Kraft für ein ganzes Jahr?
Autor: Hans Kurz
LKR Bamberg, Dienstag, 05. Januar 2016
Stärkantrinken ist zum Dreikönigstag im Landkreis Bamberg weit verbreitet. So recht glaubt wohl kaum Jemand an eine tatsächliche Wirkung. Aber wer ein paar verbreitete Trinkregeln missachtet erspart sich zumindest einen Kater.
Die einen haben es schon gestern getan, andere werden es heute tun - und manche machen es sicher an beiden Tagen, nach dem Motto "doppelt hält besser": Stärk' antrinken. Wann genau der richtige Zeitpunkt für dieses vor allem in Oberfranken verbreitete Brauchtum ist, das ist genau so umstritten wie der Ursprung. Offen ist, ob das Stärkantrinken in den vorchristlichem Raunächten wurzelt, mit Epiphanias - der Erscheinung des Herrn - zu tun hat, oder auf ein volkstümliches Hochneujahr - auch Großneujahr, Oberster oder Öberschder genannt - zurückgeht.
Klar ist dagegen der Sinn und Zweck der Sache: sich mit Familie und Freunden in geselliger Rund mittels Bier Kraft und Gesundheit einzuverleiben, um gegen mögliche Widrigkeiten des anstehenden Jahres gewappnet zu sein.
Ob das nun wirklich hilft, nur eine Art Placeboeffekt bietet oder gar das Gegenteil bewirkt, steht auf einem anderen Blatt.
Während in der Stadt Bamberg inzwischen in den meisten Gasstätten bereits am 5. Januar, also am Vorabend des neuen Jahres, Stärke angetrunken wird, öffnen im Landkreis die meisten Brauereigasthöfe erst am Dreikönigstag, dann aber schon zum Mittag, ihre Pforten zu diesem Anlass. Aber hier wie dort zeichnet das Stärkantrinken aus, dass es sich im Gegensatz zu den vorangegangenen Bockbieranstichen noch nicht zum Sauf-Event entwickelt hat.
Die Legende von zwölf Bockbieren
Dabei sind wären manche weit verbreiteten Vorstellungen dem Missbrauch durchaus förderlich. Bockbier muss es sein, sagen viele. Denn Bockbier ist stark und sie versprechen sich, dass sich diese Stärke überträgt.
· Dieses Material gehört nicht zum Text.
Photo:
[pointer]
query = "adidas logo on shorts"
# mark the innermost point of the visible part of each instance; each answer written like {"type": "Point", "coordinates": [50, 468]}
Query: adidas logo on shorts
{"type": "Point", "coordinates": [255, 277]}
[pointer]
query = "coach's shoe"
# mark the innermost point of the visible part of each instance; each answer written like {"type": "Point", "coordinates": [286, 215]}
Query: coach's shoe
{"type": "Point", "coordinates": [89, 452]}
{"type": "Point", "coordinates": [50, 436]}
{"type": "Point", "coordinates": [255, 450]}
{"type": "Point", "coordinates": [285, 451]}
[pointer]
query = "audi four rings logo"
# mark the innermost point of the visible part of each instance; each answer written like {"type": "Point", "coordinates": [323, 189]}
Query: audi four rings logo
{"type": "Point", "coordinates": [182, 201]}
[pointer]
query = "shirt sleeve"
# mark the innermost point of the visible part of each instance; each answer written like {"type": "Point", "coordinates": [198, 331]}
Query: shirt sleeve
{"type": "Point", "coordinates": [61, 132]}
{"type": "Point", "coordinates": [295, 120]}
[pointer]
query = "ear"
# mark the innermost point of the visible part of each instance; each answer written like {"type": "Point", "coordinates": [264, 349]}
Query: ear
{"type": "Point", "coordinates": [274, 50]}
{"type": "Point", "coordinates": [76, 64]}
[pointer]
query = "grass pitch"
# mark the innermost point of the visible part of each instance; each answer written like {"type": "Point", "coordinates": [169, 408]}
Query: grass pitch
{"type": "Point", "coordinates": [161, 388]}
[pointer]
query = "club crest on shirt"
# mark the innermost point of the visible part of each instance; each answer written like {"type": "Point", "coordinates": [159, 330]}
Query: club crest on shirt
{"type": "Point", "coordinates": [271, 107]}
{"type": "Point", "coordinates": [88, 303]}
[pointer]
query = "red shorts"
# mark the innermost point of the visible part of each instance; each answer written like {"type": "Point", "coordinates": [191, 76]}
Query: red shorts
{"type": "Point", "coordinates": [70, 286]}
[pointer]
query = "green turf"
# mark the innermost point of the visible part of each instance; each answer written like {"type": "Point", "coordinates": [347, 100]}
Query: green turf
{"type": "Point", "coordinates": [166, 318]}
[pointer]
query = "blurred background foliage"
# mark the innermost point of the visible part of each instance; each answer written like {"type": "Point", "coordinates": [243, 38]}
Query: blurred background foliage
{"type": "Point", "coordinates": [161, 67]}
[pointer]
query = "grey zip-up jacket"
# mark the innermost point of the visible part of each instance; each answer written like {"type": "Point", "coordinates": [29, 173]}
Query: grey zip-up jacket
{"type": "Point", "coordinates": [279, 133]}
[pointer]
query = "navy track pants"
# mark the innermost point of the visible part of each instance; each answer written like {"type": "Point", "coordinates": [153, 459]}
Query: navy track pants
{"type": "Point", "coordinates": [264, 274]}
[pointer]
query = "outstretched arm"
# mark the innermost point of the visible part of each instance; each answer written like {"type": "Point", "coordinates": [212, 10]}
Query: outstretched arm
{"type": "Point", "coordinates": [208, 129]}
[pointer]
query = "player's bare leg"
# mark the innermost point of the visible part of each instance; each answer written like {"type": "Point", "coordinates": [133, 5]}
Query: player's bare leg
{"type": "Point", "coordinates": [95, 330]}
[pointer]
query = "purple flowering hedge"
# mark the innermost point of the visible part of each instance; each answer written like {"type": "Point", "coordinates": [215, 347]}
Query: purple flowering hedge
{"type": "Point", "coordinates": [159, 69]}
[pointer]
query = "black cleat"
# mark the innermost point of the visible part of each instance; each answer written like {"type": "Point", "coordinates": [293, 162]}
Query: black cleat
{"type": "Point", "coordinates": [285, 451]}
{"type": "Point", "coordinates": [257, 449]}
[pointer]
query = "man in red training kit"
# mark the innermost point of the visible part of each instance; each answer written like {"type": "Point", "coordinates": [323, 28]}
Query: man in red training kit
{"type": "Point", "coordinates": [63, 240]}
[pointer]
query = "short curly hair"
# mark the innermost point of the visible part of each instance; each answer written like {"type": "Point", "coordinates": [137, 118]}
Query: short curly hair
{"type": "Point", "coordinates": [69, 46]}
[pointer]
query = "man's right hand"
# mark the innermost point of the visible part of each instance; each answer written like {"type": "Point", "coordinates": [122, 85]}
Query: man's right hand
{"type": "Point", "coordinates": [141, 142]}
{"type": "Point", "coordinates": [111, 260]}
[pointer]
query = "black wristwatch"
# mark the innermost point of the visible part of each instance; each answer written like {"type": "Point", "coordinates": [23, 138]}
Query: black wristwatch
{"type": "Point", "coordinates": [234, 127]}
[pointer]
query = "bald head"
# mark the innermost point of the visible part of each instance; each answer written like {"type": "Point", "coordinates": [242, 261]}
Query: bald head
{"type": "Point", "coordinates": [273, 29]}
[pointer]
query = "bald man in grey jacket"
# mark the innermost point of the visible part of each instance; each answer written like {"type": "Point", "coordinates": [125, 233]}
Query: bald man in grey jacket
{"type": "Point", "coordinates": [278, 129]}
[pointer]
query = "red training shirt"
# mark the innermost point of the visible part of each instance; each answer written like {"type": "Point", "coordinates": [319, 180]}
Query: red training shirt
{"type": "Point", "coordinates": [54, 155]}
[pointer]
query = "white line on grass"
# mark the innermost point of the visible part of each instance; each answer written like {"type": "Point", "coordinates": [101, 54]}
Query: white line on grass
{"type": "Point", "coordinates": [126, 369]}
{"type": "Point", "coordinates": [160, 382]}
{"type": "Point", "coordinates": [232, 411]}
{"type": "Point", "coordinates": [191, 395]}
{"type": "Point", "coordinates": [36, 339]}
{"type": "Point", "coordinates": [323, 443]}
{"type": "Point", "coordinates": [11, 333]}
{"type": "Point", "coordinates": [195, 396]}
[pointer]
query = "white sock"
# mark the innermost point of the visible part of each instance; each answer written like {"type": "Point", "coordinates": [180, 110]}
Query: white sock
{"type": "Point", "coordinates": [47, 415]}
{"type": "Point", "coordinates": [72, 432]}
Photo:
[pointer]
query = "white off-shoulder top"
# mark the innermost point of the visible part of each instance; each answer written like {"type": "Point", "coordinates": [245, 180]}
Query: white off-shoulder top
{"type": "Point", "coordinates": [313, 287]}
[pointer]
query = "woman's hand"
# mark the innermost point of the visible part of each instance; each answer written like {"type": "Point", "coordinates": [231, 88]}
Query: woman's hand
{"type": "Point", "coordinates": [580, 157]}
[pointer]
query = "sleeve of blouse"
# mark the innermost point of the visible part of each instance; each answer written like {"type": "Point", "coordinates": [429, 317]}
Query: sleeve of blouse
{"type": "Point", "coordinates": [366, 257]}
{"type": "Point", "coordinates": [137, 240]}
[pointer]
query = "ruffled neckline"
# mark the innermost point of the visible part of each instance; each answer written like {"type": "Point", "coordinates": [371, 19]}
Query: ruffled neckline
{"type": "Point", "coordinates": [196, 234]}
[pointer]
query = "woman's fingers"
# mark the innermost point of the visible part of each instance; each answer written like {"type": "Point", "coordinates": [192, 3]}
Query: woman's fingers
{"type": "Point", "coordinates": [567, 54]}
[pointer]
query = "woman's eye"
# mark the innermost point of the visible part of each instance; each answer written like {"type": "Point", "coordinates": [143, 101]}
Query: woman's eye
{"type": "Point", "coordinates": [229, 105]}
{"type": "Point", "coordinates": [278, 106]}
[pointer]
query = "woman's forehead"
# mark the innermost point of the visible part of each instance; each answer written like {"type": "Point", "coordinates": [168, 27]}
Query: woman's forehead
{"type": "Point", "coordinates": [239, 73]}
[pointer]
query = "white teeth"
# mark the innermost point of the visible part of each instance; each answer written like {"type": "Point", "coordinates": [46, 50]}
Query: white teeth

Bockbier gibt es aber oft nur ausgeschenkt, weil von dem Sud, der schon seit Oktober oder November ausgeschenkt wird, noch das eine oder andere Fass übrig ist.Es muss aber nicht unbedingt Bockbier sein. Stark ist im Gegensatz zum Bier als täglich Brot, das in früheren Jahrhunderten als Krafttrunk - auch für Kinder - schon auf den Frühstückstisch kam, schon ein heutiges Vollbier.
Einen eigens zum Stärkantrinken gebrauten Dreikönigs-Bierstil pflegt in Memmelsdorf die Brauerei Drei Kronen. Dort kommen im jährlichen Wechsel das helle "Balthasar", das Schwarzbier "Melchior" und das bernsteinfarbene Märzen "Caspar" zum Zuge.
Eine andere kursierende Faustregel, die insbesondere in Kombination mit Bockbier kontraproduktiv wäre, lautet: Es muss ein Seidla für jeden Monat sein. Aber nach zwölf Seidla Bockbier ist nun mal nichts mehr mit Geselligkeit, und erst recht nicht mit Stärke. Sechs Liter - da liegt auch der geübte fränkische Biertrinker flach.
Zwölf auf einen Streich sind eindeutig zu viel. Auch wenn man zu denen zählt, die sich bereits den 5. Januar fürs Stärkantrinken ausgesucht haben, weil darauf ein Feiertag folgt und erst der 7. Januar wieder ein normaler Arbeitstag ist. Wer gestern zwölf Seidla Bock konsumiert hat, dürfte sich heute nicht unbedingt kraftvoll und gesund fühlen. Aber das Jahr ist noch lang und es kann ja noch werden. Und mit guten Vorsätzen fängt ja meistens auch nicht gleich an Neujahr an.